At the Columbaria we walked through blossoming hedges of pink roses to the great sepulchers for those whose bodies were burned as was customary during the first centuries of the Christian era, although even then the distinguished Patrician families followed the ancient mode of interment. This early cremation did not consume the body to powder as in our days, but the bones were left and gathered into an urn. These funeral vases were placed in little niches, resembling the nests in a modern pigeon-house, and therefore called Columbaria. Here were placed the remains of the officers of Cæsar’s household—we read one inscription to the barber of the mighty Julius, and other names are familiar from St. Paul’s letters. Tryphena, Tryphosa, Onesimus—are these the funeral urns of the persons mentioned by the apostle? So our learned guide was inclined to think, and we were well pleased to believe it possible.

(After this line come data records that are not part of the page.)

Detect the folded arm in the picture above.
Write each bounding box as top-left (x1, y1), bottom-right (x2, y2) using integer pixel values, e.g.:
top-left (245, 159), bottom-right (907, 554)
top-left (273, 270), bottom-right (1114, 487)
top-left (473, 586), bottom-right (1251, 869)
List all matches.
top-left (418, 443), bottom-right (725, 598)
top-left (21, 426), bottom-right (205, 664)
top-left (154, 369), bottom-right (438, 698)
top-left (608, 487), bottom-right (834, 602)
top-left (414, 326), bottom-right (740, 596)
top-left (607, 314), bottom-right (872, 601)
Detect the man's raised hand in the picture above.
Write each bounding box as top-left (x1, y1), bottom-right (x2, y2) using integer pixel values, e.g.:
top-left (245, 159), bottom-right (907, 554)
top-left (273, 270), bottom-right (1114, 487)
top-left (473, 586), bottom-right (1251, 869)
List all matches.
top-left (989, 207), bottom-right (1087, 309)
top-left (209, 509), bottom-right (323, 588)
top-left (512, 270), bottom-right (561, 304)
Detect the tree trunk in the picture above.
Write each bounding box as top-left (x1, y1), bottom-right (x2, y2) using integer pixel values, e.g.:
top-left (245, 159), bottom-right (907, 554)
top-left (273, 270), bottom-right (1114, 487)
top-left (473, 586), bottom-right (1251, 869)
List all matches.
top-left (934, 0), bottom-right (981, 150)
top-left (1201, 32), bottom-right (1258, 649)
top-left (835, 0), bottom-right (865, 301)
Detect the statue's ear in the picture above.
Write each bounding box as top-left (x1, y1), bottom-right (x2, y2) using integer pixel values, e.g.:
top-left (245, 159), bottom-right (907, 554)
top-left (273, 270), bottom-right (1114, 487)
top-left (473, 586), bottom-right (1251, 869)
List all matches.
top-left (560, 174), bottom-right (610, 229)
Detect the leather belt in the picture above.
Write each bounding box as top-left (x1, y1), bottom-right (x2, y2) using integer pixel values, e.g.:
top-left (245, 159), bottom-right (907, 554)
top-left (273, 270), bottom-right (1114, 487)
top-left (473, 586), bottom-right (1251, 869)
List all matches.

The Catacombs of St. Callixtus was our next stopping place, and here again we each received a lighted taper, and forming a procession descended out of the gladsome light of day into the gloomy bowels of the earth—the burial place, and, as many think, the hiding place of the first converts to Christianity. We wind in and out a mazy labyrinth, excavations on either side of us in the soft greenish brown tufa for graves, one above another, and of irregular size. Many of these graves were rifled by barbarians for the treasure supposed to be contained therein. The sarcophagi and slabs have been carried to museums, especially to the Lateran, where, on another occasion, we studied the touching inscriptions, some of which were evidently wrought by affection and not by skilled workmen. Some frescoes remain in the Catacombs which are interesting from their very rudeness, showing that the Christians would not employ pagan art for their sacred places. Coming to the Chapel of the Bishops, we see engraved in beautiful characters this inscription, put up by Pope Damasus: “Here, if you would know, lie heaped together a number of the holy. These honored sepulchers enclose the bodies of the saints, their lofty souls the palace of heaven has received. . . . Here lie youths and boys, old men and their chaste descendants, who kept their virginity undefiled. Here I, Damasus, wished to have laid my limbs, but feared to disturb the holy ashes of the saints.” From the chapel a gallery leads to the Crypt of St. Cecilia. When Paschal I. had the body of this martyred virgin removed in 820, it was found “fresh and perfect as when it was first laid in the tomb, and clad in rich garments mixed with gold, with linen cloths, stained with blood, rolled up at her feet.” Although there are shafts for ventilation and light, how good it seemed to reach once more the upper air and the flood of sunlight, and to see the blue sky and green earth!